Perifollicular hypopigmentation was seen in the majority of nevi. This finding was confirmed in a study by Stanganelli and colleagues. In this study, the investigators studied 323 excised tumors of the scalp (including 78 melanocytic nevi and 21 blue nevi) from 315 patients (mean age 52 years; range 3–88 years); 48% of melanocytic nevi were found to display hypopigmentation, which was perifollicular in 15 cases and central in 14. Perifollicular hypopigmentation was also present at the border of lesions, resulting in an irregular shape.

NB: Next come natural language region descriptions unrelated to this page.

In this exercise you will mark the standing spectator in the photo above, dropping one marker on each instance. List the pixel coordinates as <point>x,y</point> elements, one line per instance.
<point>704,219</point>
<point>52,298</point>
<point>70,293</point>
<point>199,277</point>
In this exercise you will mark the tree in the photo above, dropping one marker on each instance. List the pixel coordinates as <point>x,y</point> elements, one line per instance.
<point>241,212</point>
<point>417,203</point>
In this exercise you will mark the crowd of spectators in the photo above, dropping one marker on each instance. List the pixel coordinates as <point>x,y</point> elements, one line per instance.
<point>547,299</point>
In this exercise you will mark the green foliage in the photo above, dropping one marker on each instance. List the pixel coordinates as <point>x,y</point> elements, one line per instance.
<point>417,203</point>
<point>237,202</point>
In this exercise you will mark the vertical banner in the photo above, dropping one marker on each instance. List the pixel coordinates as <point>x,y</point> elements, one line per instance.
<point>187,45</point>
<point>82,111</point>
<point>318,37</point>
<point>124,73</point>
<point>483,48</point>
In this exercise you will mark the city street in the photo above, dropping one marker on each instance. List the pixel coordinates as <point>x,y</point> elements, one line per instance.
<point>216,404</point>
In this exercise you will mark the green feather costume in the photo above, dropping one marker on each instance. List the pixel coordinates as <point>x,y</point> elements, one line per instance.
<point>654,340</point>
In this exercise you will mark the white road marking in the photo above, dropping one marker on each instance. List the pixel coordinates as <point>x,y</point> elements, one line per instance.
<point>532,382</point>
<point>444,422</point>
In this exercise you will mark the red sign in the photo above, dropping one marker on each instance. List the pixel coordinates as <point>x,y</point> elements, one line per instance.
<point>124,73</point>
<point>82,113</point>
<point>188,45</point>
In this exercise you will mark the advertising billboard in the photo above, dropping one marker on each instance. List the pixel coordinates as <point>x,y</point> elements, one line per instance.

Because excision was an inclusion criterion of this study, the percentage of linear irregular vessels was surprisingly high in this sample. In the author’s experience, the main vascular pattern in scalp nevi is comma vessels and dotted vessels.
Clinically, scalp nevi in children and adolescents present as macule or flat nodule with homogeneous pink or brown color. Most of the lesions on the scalp are symmetric. Dermoscopy normally reveals a globular pattern, perifollicular hypopigmentation, and central hypopigmentation (eg, eclipse nevus) ( Figs. 2 and 3 ), whereas most scalp nevi in adults are usually nodular and faint pigmented or skin colored with a smooth or papillomatous surface. Comma vessels and dotted vessels are found by dermoscopy ( Figs. 4 and 5 ). All these lesions can be managed conservatively, because there is no documented risk for malignant transformation.